Kitapta sansür günün çorbası ailesinin hanesine girmiş bulunmaktadır!

Kitaplık bir nevi çöplük kıvamında! Arca’nın en sevdiği oyun bütün kitapları yere atmak, odada yürünecek yer kalmıyor. Bir ara ona çaktırmadan artık okumadıklarını arka odaya şutlamıştım. Buldu cüce!

Dilim damağıma yapışasıya kadar ben okuduğum için o kitapları bazılarına sansür uygulamakta sakınca görmüyorum.

Sansür kriterlerim var.

Kitap yırtılmışsa… Hatta çoğunlukla yırttığı kitabı kendi elleriyle çöpe yollatıyorum, sonra sorduğunda “sen attın” diyebilmek için! Ama şu Annie kitabından bir kurtulamadım ya içimde kaldı. Mickey’lerin sayfaları da pek zayıf, eksik eksik okutuyor deli oluyorum.
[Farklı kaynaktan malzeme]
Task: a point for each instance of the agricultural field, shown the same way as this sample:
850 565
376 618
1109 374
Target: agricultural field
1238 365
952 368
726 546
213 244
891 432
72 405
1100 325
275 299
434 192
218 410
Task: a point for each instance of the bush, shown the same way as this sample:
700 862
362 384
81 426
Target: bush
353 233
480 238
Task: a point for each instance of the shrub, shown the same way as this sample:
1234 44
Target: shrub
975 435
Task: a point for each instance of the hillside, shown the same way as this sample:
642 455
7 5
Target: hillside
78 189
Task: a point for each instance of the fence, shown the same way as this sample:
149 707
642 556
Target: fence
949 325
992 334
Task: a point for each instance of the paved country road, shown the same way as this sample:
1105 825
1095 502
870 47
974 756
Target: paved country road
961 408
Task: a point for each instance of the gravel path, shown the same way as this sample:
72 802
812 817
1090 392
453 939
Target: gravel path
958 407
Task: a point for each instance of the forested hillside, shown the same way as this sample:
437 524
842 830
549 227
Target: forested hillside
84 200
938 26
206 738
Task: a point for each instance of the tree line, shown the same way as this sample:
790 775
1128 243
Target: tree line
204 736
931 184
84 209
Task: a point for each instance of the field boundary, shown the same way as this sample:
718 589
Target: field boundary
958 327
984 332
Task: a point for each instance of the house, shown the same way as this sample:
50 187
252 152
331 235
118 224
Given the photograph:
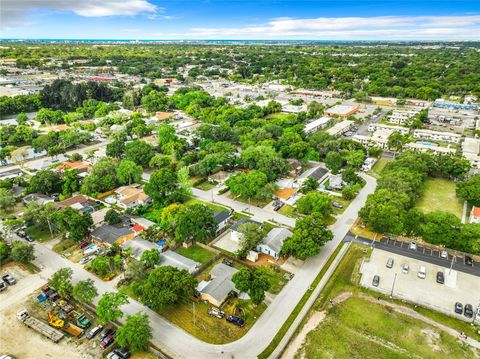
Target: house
475 215
130 196
273 242
217 289
171 258
40 199
235 234
221 218
107 235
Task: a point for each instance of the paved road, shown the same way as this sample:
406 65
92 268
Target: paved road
179 344
422 253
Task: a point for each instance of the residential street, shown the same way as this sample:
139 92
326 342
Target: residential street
179 344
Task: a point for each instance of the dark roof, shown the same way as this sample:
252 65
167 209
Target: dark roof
110 234
242 221
318 173
221 216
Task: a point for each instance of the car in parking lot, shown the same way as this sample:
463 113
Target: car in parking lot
440 277
422 272
458 308
239 322
468 311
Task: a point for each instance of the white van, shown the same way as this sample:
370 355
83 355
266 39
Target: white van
422 272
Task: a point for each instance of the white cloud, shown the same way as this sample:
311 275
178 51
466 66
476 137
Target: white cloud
350 28
13 12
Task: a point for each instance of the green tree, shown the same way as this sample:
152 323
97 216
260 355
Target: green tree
139 152
135 334
22 252
150 257
112 217
108 308
334 161
254 282
309 236
61 280
469 190
84 291
315 201
128 172
166 285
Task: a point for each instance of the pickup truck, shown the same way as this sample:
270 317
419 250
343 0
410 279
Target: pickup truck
39 326
7 278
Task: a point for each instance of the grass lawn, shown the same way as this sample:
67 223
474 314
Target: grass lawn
379 166
360 329
439 195
196 253
39 233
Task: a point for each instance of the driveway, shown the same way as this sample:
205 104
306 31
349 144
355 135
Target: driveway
177 343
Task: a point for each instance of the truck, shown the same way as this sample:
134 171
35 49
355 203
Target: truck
40 326
73 330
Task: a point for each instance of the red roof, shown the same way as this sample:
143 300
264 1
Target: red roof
137 228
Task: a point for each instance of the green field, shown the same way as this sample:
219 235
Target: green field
439 195
358 328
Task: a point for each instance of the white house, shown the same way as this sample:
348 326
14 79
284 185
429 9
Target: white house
273 242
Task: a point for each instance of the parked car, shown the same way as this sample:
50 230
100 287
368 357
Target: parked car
91 334
239 322
8 279
215 312
390 262
468 261
227 262
440 277
105 332
422 272
458 308
468 311
107 341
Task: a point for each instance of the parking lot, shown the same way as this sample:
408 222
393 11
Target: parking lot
459 287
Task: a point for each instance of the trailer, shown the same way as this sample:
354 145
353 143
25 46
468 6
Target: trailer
39 326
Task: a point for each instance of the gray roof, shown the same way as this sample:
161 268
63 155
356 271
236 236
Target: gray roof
221 284
242 221
110 234
275 238
171 258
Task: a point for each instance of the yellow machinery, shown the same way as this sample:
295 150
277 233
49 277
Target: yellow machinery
54 321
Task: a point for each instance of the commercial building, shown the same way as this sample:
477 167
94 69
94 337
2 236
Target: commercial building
340 128
437 136
342 110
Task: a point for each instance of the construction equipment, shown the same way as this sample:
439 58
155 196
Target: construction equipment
54 321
Ben okumaktan yoruluyorsam. Mesela “Bayan Tilki ve Bay Porsuk”. Çok eğlenceli bir kitap, ama çizgi roman şeklinde. Hadi dergilerinde çizgi romanlar kısa bu koca kitap. Sadece diyalog, üstelik benim öyle seslendirme yeteneğim yok. Bir parmak diyalog balonunda, takip ettireceğim diye canım çıkıyor. Arkalara saklıyorum buluyor okutuyor. Beni yormaktan hastalıklı bir zevk mi alıyor yoksa kitap cidden çok eğlenceli çok mu seviyor, bilemiyorum. Ama geçen gün Arca ile kitapları ayırırken bu kitabı arka odaya yollamamızı istediğinde İlker ilesevinçten parlayan gözlerimiz birleşti, kalbimiz küt küt, “oh yeah” şeklinde sevindik. Fikrini değiştirmesin diye o ayrılanların en altına koyduğumu itiraf ediyorum.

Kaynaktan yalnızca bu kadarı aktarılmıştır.